Price hike in Spain a return to normal – Aurelius's Díaz Uriarte
Listed mid-market investor Aurelius opened a Madrid office earlier this month, adding to the number of investors competing for deals in Spain. Amy King speaks to Gonzalo Díaz Uriarte, head of the new office, about the firm’s investment strategy and how to stand out from the crowd
Amy King: Why did you decide that now is the right time to open a Spanish office?
Gonzalo Díaz Uriarte: Aurelius has been covering Spain for the last four or five years from the central headquarters in Munich and has three investees in Spain. They've seen that activity has increased in Spain and so has the number of interesting opportunities now that everyone agrees that the macro situation has bottomed, so we should be starting to see steady growth. I'll be continuing what the firm has been doing so far, but being here will let us cover the market with more frequent visits to advisers and companies.
AK: What is your strategy when investing in Iberia?
GDU: The strategy for Iberia is the same as in the rest of Europe. Aurelius is quite a young firm; it was incorporated in 2006 and started investing in the DACH region before expanding its focus to the UK. We are looking for special situations; that encompasses a broad range of circumstances where we might find a deal. To be more specific, we are looking for carve-outs from corporates which may decide that a particular division is non-core or underperforming. We also look at family-owned companies with succession problems, companies with shareholder conflicts or shareholders in financial distress that need to dispose of an asset quickly.
The company has to be underperforming so that we can contribute our financial support as well as our knowledge of operating and managing companies to return them to the EBITDA margins they should have. We are targeting companies with more than €30m in revenues and with EBITDA margins that can range between slightly negative and just below market average. We always target majority stakes and prefer to wholly acquire companies.

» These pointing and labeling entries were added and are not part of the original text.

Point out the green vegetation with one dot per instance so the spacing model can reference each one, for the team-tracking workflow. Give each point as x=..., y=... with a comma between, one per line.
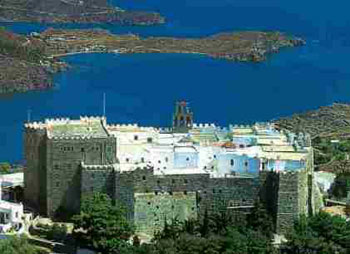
x=15, y=245
x=7, y=168
x=55, y=232
x=104, y=227
x=102, y=224
x=323, y=233
x=326, y=151
x=17, y=46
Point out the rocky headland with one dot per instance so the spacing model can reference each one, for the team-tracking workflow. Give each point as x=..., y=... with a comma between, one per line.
x=28, y=62
x=326, y=122
x=24, y=65
x=248, y=46
x=329, y=127
x=74, y=11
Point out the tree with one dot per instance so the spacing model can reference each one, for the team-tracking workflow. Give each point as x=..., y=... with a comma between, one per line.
x=18, y=245
x=322, y=233
x=102, y=224
x=5, y=167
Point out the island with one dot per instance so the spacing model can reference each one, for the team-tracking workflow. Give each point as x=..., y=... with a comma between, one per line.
x=29, y=61
x=74, y=11
x=24, y=65
x=252, y=46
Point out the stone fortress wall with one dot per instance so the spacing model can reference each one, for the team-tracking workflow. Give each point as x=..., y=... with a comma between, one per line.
x=160, y=174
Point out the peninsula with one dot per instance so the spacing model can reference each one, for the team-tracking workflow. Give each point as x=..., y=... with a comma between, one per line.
x=248, y=46
x=74, y=11
x=29, y=61
x=24, y=65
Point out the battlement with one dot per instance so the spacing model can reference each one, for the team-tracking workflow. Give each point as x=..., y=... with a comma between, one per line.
x=35, y=125
x=99, y=167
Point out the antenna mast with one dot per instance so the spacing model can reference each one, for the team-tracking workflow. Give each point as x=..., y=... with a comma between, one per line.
x=104, y=104
x=28, y=115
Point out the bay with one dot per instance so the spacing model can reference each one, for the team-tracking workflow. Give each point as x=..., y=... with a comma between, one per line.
x=142, y=88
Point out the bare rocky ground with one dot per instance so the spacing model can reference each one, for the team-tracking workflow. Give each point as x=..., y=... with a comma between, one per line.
x=330, y=121
x=24, y=65
x=74, y=11
x=248, y=46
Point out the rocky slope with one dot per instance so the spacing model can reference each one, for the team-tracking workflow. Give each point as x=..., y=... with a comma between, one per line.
x=74, y=11
x=253, y=46
x=330, y=121
x=23, y=64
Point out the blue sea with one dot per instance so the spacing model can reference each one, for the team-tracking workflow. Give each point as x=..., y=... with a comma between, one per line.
x=142, y=88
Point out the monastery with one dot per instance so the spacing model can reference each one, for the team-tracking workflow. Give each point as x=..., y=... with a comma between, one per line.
x=182, y=171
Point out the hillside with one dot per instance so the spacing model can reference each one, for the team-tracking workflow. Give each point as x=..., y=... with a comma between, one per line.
x=23, y=64
x=73, y=11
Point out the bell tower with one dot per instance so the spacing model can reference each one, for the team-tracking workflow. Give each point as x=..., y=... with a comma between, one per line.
x=183, y=117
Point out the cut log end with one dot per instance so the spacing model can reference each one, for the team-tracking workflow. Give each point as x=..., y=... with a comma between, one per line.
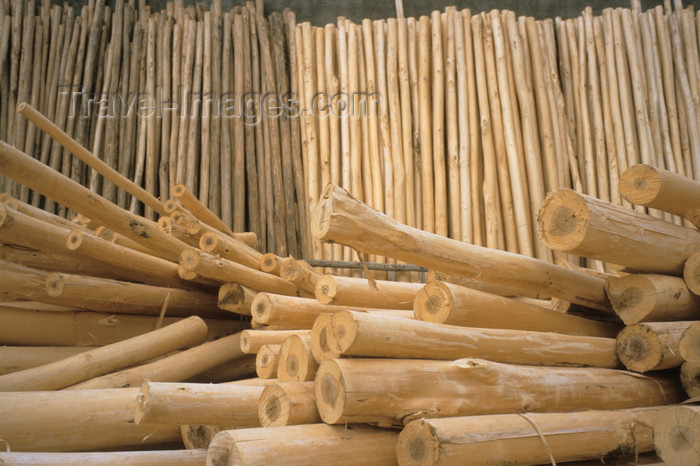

AK: A number of private equity firms have increased their staff base in Spain and opened local offices recently, with dealflow increasing accordingly. Pricing has risen as a result of increased competition for assets. Is Spain still good value?
GDU: The target companies we are looking for are selling for lower valuations; we want companies that are not in very good shape and need restructuring. It's true that in general terms the prices have risen, but I think that is reasonable. Valuations are slowly returning to what should be normal pricing levels, as we saw before the crisis. We've gone through a severe crisis and multiples at which transactions were closing were very low, as would be expected. The same thing has happened in the real estate market where the prices are returning to reasonable levels, but it has not gone crazy. I think it has returned to usual levels; I don't think we are facing a bubble here.
AK: There has been an uptick in fundraising in Spain. Do you expect to see increased competition in the distressed space from freshly raised funds? If so, how will you stand out from traditional private equity funds?
GDU: There are few players in the special situations segment; it's a highly specialised segment in which the skillset needed to successfully turn around the company is very different from the skillset needed for traditional private equity.
What differentiates Aurelius is our listed status; we are not a closed-ended fund, making us more flexible in terms of transaction structure, financial commitment and holding period – we don't have to divest after three or four years. We are also able to hold onto companies for much longer. Our reputation in this respect is really important. As we're a listed fund, everything is transparent with access to financial reports and all other information on our website.